Someone told me they're unconscious, and I wondered how they're still up.
Anyway, the thing is with subconscious or preferably unconscious is that they're just words to help conceptualize the human mind in general. They shouldn't be taken to absolute law as in something you actually shift into, when it comes to conscious mind vs. the unconscious mind, people may or may not find themselves making dichotomies, literally, to the point where they're not going to make any sense.
When people are trying to become better at dream recall, it's not about conceptualizing it as becoming unconscious or subconscious, because I doubt you'll be able recall anything for that matter. What you should consider is just being more aware and receptive to those unconscious thoughts. Just imagine for a moment on why you may not be able to make better connections with recalling dreams in the initial attempts of lucid dreaming. It's because one hasn't made adequate predispositions that allows the unconscious mind being able to connect the dots and you being able to recall things by consciously interpreting them.
The thing is, when you stated:
Originally Posted by Majestic
or just stop paying attention period.
Pro tip: Paying attention to whatever imagery, clips, thoughts, etc. that one would deduce is from the unconscious is crucial to competently recalling dream. It's a matter of shifting your awareness and not having critical judgement of what's going on. You're simply describing what's going on, and when you developed the competence to describe your dreams, it becomes easier.
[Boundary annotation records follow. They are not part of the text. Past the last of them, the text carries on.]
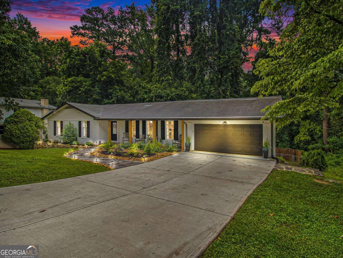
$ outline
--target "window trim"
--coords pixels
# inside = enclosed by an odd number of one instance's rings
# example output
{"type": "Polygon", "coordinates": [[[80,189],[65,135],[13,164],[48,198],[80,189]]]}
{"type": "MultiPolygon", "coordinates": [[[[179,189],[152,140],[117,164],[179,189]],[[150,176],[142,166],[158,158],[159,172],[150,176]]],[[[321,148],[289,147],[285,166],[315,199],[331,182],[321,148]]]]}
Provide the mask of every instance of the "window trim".
{"type": "Polygon", "coordinates": [[[147,138],[152,138],[153,136],[153,130],[154,130],[154,129],[153,128],[154,126],[153,126],[153,121],[152,120],[147,120],[147,121],[146,122],[147,122],[146,129],[147,129],[146,132],[147,133],[147,138]],[[151,122],[151,123],[150,123],[150,122],[151,122]],[[151,125],[151,127],[150,127],[149,126],[150,125],[151,125]],[[151,130],[151,134],[149,133],[149,131],[150,130],[151,130]]]}
{"type": "Polygon", "coordinates": [[[136,120],[133,120],[132,121],[132,139],[136,138],[136,120]]]}
{"type": "Polygon", "coordinates": [[[61,136],[61,121],[56,121],[56,136],[61,136]]]}
{"type": "Polygon", "coordinates": [[[174,124],[174,120],[166,120],[166,125],[165,125],[165,130],[166,130],[166,134],[165,134],[165,138],[166,140],[174,140],[174,128],[175,128],[175,125],[174,124]],[[168,124],[168,122],[170,122],[170,124],[168,124]],[[172,128],[170,128],[169,127],[169,125],[172,125],[173,127],[172,128]],[[172,136],[171,138],[169,138],[169,132],[168,132],[169,130],[172,130],[172,136]]]}
{"type": "Polygon", "coordinates": [[[82,121],[82,131],[81,138],[87,138],[87,121],[82,121]]]}

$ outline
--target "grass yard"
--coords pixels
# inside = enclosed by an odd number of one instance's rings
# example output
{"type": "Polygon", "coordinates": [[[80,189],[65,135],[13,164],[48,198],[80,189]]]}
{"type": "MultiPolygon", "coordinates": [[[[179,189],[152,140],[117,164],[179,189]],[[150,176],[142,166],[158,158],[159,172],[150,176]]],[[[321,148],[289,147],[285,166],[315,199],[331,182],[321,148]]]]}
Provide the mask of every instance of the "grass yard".
{"type": "Polygon", "coordinates": [[[108,169],[62,155],[69,149],[0,150],[0,187],[61,179],[108,169]]]}
{"type": "Polygon", "coordinates": [[[343,257],[343,184],[312,178],[274,170],[202,257],[343,257]]]}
However, even with that, when people spend months going about recalling their dreams, recall isn't always picture perfect. But there are ways to augment recall by doing mental exercises that allows one to be more receptive to the unconscious thoughts (consciously interpreting them better). There are methods like image streaming that aims for one to improve their visual thinking that transcends into the mind making the neurological connections to shift attention towards recalling dreams.
In short, when you can learn how to connect the dots faster in what would be seem as random, when you allow yourself to be a bit more loose during mental exercises like image streaming to maximize creativity, with practice, recalling dreams is much easier to do. It's because you've built predispositions that allows for you to be more receptive to what we would conceptualize as unconscious thoughts, because you can consciously describe them better.
When people say "unconscious," they would be able to deduce that means they're not going to be aware of what's going on. Unless you can give more information on how you can unconsciously recall dreams and somehow recall them consciously at the same time and provide how one shifts through this presumed dichotomy in your theory here (which ultimately contradicts basic logic of how we theorize conscious and unconscious), this theory is going to be a detriment towards any sensible and competent person's endeavors of trying to recall their dreams better.
Remember, it's shifting awareness and not investing too much critical analysis or judgement of what you're experiencing.
You had the right mindset that it's about not lending much awareness towards other things that distract you, it's just how you used subconscious/unconscious that made it contradicting is all.